Video No Generator
Security checks across static analysis, malware telemetry, and agentic risk
Overview
This is a coherent cloud video-editing skill that uploads user-selected videos to nemovideo.ai and uses a Nemo token; no artifact-backed malicious behavior was found.
Before installing, make sure you are comfortable sending selected videos to nemovideo.ai and using or creating a Nemo token. For sensitive content or paid accounts, verify the provider, monitor credits, and ask for confirmation before export or other credit-consuming actions.
Static analysis
No static analysis findings were reported for this release.
VirusTotal
VirusTotal findings are pending for this skill version.
Risk analysis
Artifact-based informational review of SKILL.md, metadata, install specs, static scan signals, and capability signals. ClawScan does not execute the skill or run runtime probes.
Videos uploaded for editing may leave the local environment and be processed by the provider.
The skill sends user-provided video content to an external cloud service for processing, which is central to its purpose but can involve private media.
Drop your video clips in the chat and tell me what you need. I'll handle the video number removal on cloud GPUs
Only upload videos you are comfortable sending to nemovideo.ai, and check the provider's privacy and retention terms if the content is sensitive.
A Nemo token may allow API use against the user's Nemo account or credit balance.
The skill uses a provider token for authenticated API access. This is expected for the service, but the token may control credits or access to provider-side sessions.
Every API call needs `Authorization: Bearer <NEMO_TOKEN>`
Use a token intended for this service, monitor credit usage, and revoke or rotate it if you stop using the skill.
Edits, exports, or credit-consuming operations could proceed as part of the backend-driven workflow if not kept aligned with the user's request.

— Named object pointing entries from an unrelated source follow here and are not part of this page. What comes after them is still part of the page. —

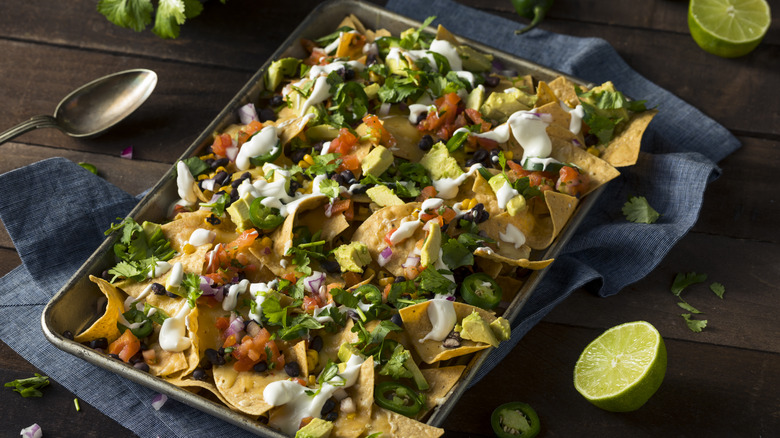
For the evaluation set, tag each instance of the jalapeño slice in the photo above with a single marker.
(264, 217)
(481, 290)
(515, 420)
(399, 398)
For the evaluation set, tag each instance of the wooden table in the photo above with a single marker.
(721, 382)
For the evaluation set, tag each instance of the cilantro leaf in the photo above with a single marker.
(718, 289)
(681, 281)
(696, 325)
(29, 387)
(638, 210)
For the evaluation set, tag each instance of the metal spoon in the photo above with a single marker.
(94, 107)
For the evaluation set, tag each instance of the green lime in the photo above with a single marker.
(728, 28)
(621, 369)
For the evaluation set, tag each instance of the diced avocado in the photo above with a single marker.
(383, 196)
(352, 256)
(239, 213)
(499, 106)
(474, 328)
(611, 113)
(429, 252)
(501, 329)
(317, 428)
(516, 205)
(476, 97)
(377, 161)
(497, 181)
(322, 133)
(278, 70)
(440, 164)
(371, 90)
(417, 376)
(346, 350)
(474, 60)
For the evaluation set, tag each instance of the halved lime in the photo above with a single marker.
(728, 28)
(622, 368)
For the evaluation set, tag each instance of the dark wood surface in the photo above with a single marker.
(721, 382)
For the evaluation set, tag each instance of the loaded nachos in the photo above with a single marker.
(336, 258)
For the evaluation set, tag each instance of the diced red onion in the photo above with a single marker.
(158, 401)
(384, 256)
(313, 282)
(127, 153)
(247, 113)
(411, 261)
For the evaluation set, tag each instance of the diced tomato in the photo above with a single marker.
(377, 130)
(125, 346)
(221, 143)
(344, 143)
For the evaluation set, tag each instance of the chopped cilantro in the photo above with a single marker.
(638, 210)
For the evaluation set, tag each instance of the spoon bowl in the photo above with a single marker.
(94, 107)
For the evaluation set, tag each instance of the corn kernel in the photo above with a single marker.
(312, 359)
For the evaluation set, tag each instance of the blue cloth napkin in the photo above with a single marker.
(58, 220)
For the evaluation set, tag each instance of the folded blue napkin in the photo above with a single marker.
(58, 220)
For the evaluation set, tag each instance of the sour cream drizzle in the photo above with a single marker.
(295, 405)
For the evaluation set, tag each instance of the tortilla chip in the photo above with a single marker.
(418, 325)
(441, 380)
(105, 326)
(392, 425)
(362, 393)
(623, 150)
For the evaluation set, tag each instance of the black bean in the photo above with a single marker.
(330, 266)
(316, 343)
(158, 289)
(292, 369)
(328, 406)
(426, 143)
(101, 343)
(199, 374)
(266, 114)
(214, 357)
(261, 366)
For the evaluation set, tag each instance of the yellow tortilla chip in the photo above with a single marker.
(105, 326)
(623, 150)
(417, 323)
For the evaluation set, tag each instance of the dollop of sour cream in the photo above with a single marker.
(295, 404)
(441, 312)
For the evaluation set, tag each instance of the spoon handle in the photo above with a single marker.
(29, 125)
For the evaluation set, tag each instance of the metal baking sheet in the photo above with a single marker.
(73, 307)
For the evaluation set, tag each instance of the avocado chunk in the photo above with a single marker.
(474, 60)
(499, 106)
(440, 164)
(476, 329)
(501, 329)
(317, 428)
(278, 70)
(377, 161)
(476, 98)
(322, 133)
(430, 250)
(383, 196)
(352, 256)
(239, 213)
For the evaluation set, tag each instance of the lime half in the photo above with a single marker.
(728, 28)
(621, 369)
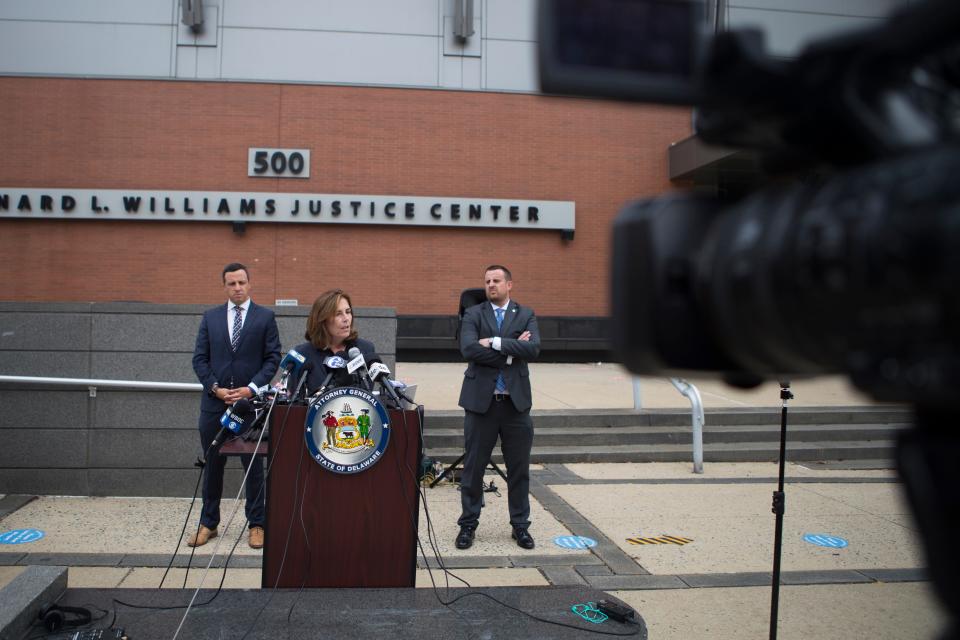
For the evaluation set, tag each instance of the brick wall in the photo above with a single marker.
(165, 135)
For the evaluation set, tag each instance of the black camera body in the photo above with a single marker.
(845, 262)
(846, 258)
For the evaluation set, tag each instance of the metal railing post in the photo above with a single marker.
(696, 410)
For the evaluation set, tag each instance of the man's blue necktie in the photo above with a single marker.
(237, 325)
(501, 385)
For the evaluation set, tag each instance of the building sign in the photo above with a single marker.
(278, 163)
(204, 206)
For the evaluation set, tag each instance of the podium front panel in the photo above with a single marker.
(326, 529)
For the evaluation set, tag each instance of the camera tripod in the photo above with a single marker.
(778, 509)
(457, 462)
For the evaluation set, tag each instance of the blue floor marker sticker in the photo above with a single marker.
(574, 542)
(19, 536)
(822, 540)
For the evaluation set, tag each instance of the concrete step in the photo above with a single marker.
(876, 451)
(616, 436)
(580, 418)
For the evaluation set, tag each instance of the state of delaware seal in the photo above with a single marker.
(347, 430)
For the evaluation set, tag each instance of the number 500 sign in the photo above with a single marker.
(278, 163)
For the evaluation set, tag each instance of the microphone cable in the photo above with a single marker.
(236, 508)
(448, 573)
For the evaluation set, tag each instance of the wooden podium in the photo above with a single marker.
(326, 529)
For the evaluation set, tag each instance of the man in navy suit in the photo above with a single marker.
(238, 350)
(497, 337)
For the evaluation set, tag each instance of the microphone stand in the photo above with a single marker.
(778, 509)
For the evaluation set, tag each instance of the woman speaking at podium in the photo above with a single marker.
(330, 333)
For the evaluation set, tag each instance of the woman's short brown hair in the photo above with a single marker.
(324, 308)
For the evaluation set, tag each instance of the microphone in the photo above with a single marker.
(333, 365)
(380, 372)
(357, 363)
(307, 368)
(234, 420)
(290, 366)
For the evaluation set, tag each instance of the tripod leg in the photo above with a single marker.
(447, 471)
(497, 469)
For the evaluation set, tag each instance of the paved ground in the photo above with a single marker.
(715, 584)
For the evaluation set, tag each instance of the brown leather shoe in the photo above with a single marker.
(201, 537)
(256, 537)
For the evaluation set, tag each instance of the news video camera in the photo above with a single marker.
(845, 262)
(845, 256)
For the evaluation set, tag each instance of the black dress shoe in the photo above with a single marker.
(465, 538)
(523, 538)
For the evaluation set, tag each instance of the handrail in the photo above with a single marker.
(696, 410)
(93, 383)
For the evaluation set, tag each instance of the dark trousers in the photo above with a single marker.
(515, 429)
(213, 478)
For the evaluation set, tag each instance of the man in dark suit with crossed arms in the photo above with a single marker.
(497, 338)
(237, 352)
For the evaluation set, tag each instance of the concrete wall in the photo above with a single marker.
(69, 441)
(366, 42)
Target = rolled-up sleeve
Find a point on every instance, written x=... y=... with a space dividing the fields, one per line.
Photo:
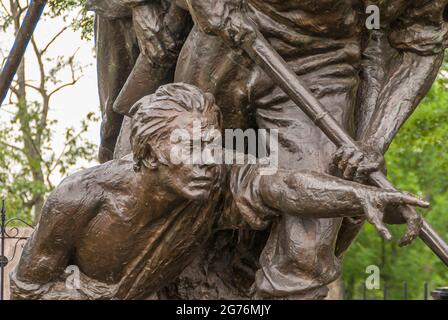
x=422 y=28
x=244 y=206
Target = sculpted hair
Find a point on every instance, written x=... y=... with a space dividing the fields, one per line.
x=153 y=116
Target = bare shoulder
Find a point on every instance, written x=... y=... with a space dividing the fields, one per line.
x=83 y=192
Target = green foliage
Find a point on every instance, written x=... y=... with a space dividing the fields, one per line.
x=28 y=161
x=418 y=163
x=82 y=20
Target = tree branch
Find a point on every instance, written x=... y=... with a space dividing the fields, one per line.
x=42 y=52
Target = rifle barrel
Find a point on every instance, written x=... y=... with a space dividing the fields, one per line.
x=260 y=50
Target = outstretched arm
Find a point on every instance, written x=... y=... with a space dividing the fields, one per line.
x=314 y=195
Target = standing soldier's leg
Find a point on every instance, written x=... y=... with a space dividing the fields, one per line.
x=117 y=50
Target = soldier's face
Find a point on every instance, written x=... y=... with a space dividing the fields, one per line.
x=182 y=168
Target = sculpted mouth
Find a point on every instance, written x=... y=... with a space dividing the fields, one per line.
x=201 y=182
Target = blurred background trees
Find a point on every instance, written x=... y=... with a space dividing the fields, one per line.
x=27 y=158
x=417 y=162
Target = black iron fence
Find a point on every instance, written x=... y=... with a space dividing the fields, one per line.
x=9 y=232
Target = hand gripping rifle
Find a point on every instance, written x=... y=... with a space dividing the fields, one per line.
x=262 y=53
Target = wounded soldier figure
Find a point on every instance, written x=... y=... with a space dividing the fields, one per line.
x=133 y=224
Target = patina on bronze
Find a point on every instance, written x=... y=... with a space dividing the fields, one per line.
x=281 y=236
x=133 y=224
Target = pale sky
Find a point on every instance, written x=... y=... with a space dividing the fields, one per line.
x=70 y=105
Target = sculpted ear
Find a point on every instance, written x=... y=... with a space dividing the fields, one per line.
x=150 y=161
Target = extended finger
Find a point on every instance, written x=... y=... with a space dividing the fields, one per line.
x=375 y=217
x=406 y=199
x=352 y=165
x=348 y=153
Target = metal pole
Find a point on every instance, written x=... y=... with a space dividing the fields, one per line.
x=364 y=291
x=3 y=260
x=440 y=294
x=18 y=49
x=405 y=290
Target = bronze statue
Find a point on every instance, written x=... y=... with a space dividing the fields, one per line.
x=133 y=224
x=280 y=236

The skill instructs the agent to translate backend UI-like responses into API actions. This is part of the documented workflow, but it means remote service responses can influence follow-up edits or exports.
Backend says | You do ... "click [button]" / "点击" | Execute via API
Ask the agent to confirm before exports or other credit-consuming actions, especially when using a paid token.
Users have less registry-provided information for verifying the provider or maintainer before uploading media.
The registry does not provide source or homepage provenance, although the skill relies on a third-party cloud API. There is no local install code shown, so this is a provenance note rather than evidence of malicious behavior.
Source: unknown; Homepage: none
Verify the service identity and terms independently before using it for sensitive or business-critical videos.